パ・リーグが驚きの結果に!?上原浩治が選ぶ2022年プロ野球ベストナイン
今季のプロ野球のベストナインが発表された。ベストナインは5年以上のプロ野球担当歴がある新聞、通信、放送各社の記者投票でポジション毎にセ、パ両リーグから1人ずつが選出される。私は投票権を持っているわけではないが、解説の仕事などをしていることもあり、今シーズンもたくさんの試合を見て、成績やデータなどもチェックしてきた。実は発表前に、私なりに考えた「上原浩治のベストナイン2022」を選出していたので、担当記者の皆さんが選んだベストナインと比べてみたい。
私がベストナインを選ぶにあたって重視したことは①選出するポジションで100試合以上出ていること②個人成績が同等の場合はチーム成績を優先するということである。②については、個人選手を表彰するのに、チーム成績が影響するのかという声もあるが、どういう状況で残した成績かということは選手を評価するとき、チーム成績が指標軸になると考えるからだ。
そのうえで私が選出したベストナインは以下の通りである。
セ・リーグ
投手 青柳晃洋選手(阪神)
捕手 該当者なし
一塁手 オスナ選手(ヤクルト)
二塁手 牧秀悟選手(DeNA)
三塁手 村上宗隆選手(ヤクルト)
遊撃手 長岡秀樹選手(ヤクルト)
外野手 丸佳浩選手(巨人)、岡林勇希選手(中日)、近本光司選手(阪神)
発表されたベストナインと異なっていたのは、本来なら必ず投票しないといけないところを「該当者なし」とした捕手と、中野拓夢選手(阪神)が選ばれた遊撃手、それに外野手3人の一人が丸選手ではなく、佐野恵太選手(DeNA)だった3人だ。

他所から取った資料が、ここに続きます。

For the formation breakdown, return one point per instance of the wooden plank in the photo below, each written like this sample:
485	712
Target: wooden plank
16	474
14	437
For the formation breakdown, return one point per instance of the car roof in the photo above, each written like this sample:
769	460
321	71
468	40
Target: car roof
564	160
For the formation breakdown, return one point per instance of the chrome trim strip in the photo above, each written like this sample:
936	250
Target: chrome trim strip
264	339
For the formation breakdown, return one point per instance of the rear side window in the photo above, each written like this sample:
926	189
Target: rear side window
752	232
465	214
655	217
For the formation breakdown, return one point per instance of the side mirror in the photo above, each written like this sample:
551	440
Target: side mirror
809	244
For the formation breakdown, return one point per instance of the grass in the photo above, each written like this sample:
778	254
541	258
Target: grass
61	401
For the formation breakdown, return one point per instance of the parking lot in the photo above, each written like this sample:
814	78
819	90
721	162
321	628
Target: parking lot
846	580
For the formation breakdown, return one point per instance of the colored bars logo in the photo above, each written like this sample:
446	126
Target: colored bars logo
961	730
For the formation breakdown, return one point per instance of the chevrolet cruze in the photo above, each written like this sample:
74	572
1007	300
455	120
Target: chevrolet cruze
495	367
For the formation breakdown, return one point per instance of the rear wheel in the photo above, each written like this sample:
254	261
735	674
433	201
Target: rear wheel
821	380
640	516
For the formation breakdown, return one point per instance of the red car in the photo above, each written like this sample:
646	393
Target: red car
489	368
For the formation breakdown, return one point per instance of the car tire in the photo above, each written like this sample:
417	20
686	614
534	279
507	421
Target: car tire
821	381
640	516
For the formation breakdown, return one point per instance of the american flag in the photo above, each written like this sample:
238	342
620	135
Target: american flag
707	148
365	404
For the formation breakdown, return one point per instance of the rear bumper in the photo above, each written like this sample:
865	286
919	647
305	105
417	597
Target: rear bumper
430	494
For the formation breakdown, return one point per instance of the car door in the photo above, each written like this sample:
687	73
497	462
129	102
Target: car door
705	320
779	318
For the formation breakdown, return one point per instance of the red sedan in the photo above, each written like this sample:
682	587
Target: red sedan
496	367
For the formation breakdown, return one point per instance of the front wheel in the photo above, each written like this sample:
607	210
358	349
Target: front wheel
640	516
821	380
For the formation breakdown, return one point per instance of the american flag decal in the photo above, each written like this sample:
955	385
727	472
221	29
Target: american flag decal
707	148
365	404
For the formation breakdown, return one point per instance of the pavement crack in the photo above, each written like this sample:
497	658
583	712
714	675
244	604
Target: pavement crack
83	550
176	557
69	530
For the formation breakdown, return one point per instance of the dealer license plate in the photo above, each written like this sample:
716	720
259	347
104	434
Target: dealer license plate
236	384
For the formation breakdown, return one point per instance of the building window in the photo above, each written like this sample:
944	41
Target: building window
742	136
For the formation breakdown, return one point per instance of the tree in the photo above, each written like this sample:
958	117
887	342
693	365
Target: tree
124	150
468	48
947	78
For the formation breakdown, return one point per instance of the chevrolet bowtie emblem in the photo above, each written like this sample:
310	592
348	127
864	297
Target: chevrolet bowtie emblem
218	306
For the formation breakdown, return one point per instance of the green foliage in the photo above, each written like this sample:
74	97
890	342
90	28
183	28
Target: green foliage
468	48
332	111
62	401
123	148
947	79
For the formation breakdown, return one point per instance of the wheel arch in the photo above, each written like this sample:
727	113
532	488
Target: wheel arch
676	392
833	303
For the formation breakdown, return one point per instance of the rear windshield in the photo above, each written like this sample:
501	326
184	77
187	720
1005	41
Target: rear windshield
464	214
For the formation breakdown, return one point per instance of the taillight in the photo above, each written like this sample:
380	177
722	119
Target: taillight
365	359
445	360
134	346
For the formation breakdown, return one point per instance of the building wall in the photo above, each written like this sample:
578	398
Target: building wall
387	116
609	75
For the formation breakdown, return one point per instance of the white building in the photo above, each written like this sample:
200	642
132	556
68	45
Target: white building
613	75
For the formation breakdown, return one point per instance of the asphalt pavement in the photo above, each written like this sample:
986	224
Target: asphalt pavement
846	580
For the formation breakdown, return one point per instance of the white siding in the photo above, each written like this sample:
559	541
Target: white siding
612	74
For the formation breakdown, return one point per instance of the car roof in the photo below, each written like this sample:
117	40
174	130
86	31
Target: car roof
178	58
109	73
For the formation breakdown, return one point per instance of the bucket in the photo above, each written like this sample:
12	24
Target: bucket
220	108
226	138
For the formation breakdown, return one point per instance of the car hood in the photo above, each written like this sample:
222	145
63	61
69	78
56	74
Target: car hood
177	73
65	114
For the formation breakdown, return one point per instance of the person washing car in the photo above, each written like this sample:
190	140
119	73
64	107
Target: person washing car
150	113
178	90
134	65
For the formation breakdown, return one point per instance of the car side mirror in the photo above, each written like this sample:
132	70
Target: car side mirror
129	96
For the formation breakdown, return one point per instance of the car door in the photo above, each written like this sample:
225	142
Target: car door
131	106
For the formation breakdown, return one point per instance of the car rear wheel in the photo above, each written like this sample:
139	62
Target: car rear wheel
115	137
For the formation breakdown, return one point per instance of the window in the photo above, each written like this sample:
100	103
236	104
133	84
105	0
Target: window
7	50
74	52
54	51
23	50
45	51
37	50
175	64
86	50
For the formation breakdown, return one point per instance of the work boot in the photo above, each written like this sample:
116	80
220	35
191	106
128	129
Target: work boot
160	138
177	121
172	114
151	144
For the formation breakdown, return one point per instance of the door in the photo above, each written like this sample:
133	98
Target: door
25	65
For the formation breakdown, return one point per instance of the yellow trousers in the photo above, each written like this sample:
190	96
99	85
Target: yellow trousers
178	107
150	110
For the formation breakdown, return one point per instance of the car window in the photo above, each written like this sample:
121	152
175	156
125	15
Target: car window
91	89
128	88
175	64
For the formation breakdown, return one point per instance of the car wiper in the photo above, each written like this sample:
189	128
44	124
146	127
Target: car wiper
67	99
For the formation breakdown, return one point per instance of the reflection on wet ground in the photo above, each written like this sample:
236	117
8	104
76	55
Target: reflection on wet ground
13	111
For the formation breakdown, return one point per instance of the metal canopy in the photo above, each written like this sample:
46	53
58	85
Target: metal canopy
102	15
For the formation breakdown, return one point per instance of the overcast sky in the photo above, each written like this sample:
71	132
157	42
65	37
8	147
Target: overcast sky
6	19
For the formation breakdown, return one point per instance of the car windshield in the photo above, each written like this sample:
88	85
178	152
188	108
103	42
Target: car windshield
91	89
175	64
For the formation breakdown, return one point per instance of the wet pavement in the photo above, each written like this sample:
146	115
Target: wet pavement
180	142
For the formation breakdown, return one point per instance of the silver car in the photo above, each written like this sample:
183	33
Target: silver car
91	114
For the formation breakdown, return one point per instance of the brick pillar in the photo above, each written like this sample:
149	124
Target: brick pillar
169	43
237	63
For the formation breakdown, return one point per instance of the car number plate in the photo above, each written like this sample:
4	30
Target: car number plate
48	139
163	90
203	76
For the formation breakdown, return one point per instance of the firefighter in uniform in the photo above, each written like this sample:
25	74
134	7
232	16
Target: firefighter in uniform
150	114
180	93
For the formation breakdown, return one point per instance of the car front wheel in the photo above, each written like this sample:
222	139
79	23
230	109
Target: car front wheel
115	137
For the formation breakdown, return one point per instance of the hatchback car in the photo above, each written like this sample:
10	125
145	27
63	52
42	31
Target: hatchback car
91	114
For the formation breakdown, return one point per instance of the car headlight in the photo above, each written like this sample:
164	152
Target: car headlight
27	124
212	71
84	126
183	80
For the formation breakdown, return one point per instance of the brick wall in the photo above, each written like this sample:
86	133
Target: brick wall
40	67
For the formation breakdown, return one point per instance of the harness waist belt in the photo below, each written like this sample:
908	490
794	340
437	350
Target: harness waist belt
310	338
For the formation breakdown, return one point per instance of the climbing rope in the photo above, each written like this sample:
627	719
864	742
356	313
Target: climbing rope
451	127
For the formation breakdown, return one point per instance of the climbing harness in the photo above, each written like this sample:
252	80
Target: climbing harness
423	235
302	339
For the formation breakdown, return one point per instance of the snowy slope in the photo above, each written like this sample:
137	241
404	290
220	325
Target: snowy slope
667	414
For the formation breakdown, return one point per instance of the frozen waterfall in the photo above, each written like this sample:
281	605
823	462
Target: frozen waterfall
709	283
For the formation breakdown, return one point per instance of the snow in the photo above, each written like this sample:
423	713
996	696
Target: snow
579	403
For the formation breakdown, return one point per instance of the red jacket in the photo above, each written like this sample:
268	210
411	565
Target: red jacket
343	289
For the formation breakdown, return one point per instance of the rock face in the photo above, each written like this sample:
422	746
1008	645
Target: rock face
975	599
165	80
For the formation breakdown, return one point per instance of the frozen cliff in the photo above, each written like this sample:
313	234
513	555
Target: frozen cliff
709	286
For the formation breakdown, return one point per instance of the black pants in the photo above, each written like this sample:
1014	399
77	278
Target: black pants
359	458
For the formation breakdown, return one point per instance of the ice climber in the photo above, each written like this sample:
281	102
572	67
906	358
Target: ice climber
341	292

捕手ではチームをリーグ2連覇に導いた中村悠平選手(ヤクルト)が盗塁阻止率も高く、最有力で異論はないのだが、捕手での出場試合数が100に届いていなかったために外した。そのポジションのベストプレーヤーを選考する以上、最低でも3桁の出場は必要だと考えたからだ。佐野選手も最多安打のタイトルを獲得する活躍を見せたが、一塁手としての出場もあって、外野手での出場は100に届いていない。あくまで当該ポジションのベストプレーヤーを選ぶとなれば、外野で143試合に出ている丸選手という考えにいたった。遊撃手の長岡選手と中野選手はチーム成績も加味して優勝チームから選んだ。自分の考えが正しいとか、間違っているということではなく、自分の選考の基準を明確にしたかった。その上で、異なる考えの読者がいれば建設的な議論は大歓迎である。
「100試合以上の出場試合数」という自分の選考軸に照らし合わせ、パ・リーグの選考は「保留」するポジションが多くなってしまった。
以下が実際に選出されたベストナインである。
パ・リーグ
投手 山本由伸投手(オリックス)
捕手 甲斐拓也選手(ソフトバンク)
一塁手 山川穂高選手(西武)
二塁手 浅村栄斗選手(楽天)
三塁手 宗佑磨選手(オリックス)
遊撃手 今宮健太選手(ソフトバンク)
外野手 松本剛選手(日本ハム)、柳田悠岐選手(ソフトバンク)、島内宏明選手(楽天)
私の考えとしては、2年連続で投手4冠(最多勝、最高勝率、最優秀防御率、最多奪三振)の山本投手は別格として、野手でも遊撃手の今宮選手や二塁手の浅村選手のように固定されたポジションで100試合以上出場し、成績も残している場合は選考しやすい(実際、両選手ともベストナインに選出されている)が、他の有力選手はDH(指名打者)があることで、登録されているポジションでは100試合に満たない選手が多かった。選手としてはリーグを代表するような成績を残していても、ポジション毎のベストプレーヤーを選ぶという規定に則った場合、当該ポジション以外の出場試合数や成績を加味していいのか。私の中では疑問の余地が残ってしまった。もちろん、あくまで私の考えであり、野球に正解はなく、選考された選手の素晴らしい成績は称賛したい。